How much do they lose? Ananya runs a company with a budget of $115,000. Some of this money pays for the company's one full-time employee, and some goes to touring, outreach, and workshops. Fully $70,000 to $80,000 of the budget is consumed by the company's one annual performance (three or four shows of a new evening-length work). Box office receipts, once the ticketing agency has taken its cut, amount to $7,000 or $10,000. The company loses $60,000 to $70,000 on the performance.
Tell non-dancers this and they're flummoxed. What if the company performed a few more weekends? Wouldn't they take in more? No: theater rental, equipment rental (the portable flooring dancers need, sound equipment), and support staff (stage manager, box office, tech) would eat up the extra receipts. Could Ananya spend less? That $70,000 to $80,000 covers a lot -- costume and set design and building, music, any major collaborators, publicity and documentation, not to mention the dancers. Cut the amount and you cut the look and feel.
Ananya's hardly a spendthrift: her $115,000 budget, though it may sound like a lot, actually puts her below the lowest rung at which the state arts board offers organizational support --regular funding that puts a company on a firmer footing. Ananya has only one sure source of income, which offers $15,000 a year. For the other $90,000, she starts from scratch, every year. What is this like? "It's the most frustrating and scary thing on the face of the earth," she says. She chases grants of all sizes and types. She hunts for donations, but her work -- political activist -- and the convictions from which this work arises keep her from applying for the corporate support (from 3M, General Mills, Target) that funds many larger dance companies. Her company's patrons and friends don't have money; she's never gotten a donation of even $5,000. This year, for the first time, she's trying a Kickstarter. It's a good thing Ananya has a university job, because she can't afford to pay herself, even though for the three months leading up to a performance, she puts in at least 40 hours a week; her time goes in the books as an in-kind donation.
Little companies like Ananya's, below the bar of semi-permanent funding, face the abyss every year. But as she points out, bigger companies trade artistic freedom for financial security. Nowhere is this more apparent than in ballet, the most expensive and, by no coincidence, most conservative dance form in America. You want to innovate in ballet? Fine, but remember who's going to sign the checks, and what they look for when they go to the ballet, and keep your innovations apolitical, mostly heterosexual, upbeat (a little gloom and grit is sexy, but steer clear of real despair), and easy on the eyes.
One of the better-known American ballet companies came to town a few years ago and packed the biggest local auditorium. Being a critic, I was down on the floor, among glittering sorts I never see at the cabaret. They practically sighed with relief and pleasure when the curtain went up and out stepped money -- gorgeous costumes, astonishing dancers, clear hierarchies, familiar values. But what I saw was shocking: all the talent and hard work of these dancers given over to the performance of vacant schlock -- not ballet classics, which, with their icy strangeness, can offer their own sort of challenge to audiences, but modern junk, new work for people who think they know better but in fact only know less.

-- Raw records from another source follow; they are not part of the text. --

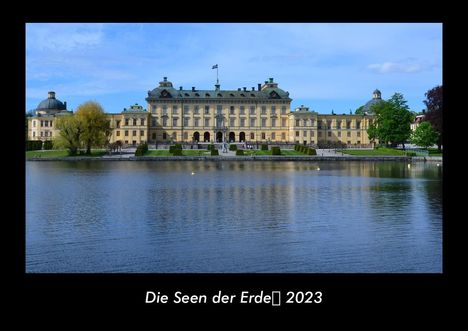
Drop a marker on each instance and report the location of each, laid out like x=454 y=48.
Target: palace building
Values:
x=259 y=114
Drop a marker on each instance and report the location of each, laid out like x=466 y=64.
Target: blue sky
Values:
x=324 y=66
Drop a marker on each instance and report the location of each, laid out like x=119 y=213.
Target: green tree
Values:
x=392 y=123
x=94 y=124
x=434 y=105
x=424 y=135
x=70 y=133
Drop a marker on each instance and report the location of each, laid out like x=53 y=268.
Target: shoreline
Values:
x=246 y=158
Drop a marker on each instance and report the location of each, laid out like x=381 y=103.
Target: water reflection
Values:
x=233 y=217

It was heart-breaking, disgraceful, a tonier So You Think You Can Dance.
Some choreographers in America, funded by ambitious contemporary arts centers (the Wexner, the Walker, BAM), can do radical work fearlessly. Ananya calls them "the anointed few;" there are, she says, no more than 50 people in the U.S. in this category.
Ananya's been running her company for 10 years. Ten years of bold new work, community outreach, dance training, invention, heart, sweat. She doesn't know how long she can keep going. But "If I'm going to survive, I'm going to survive like this," she says.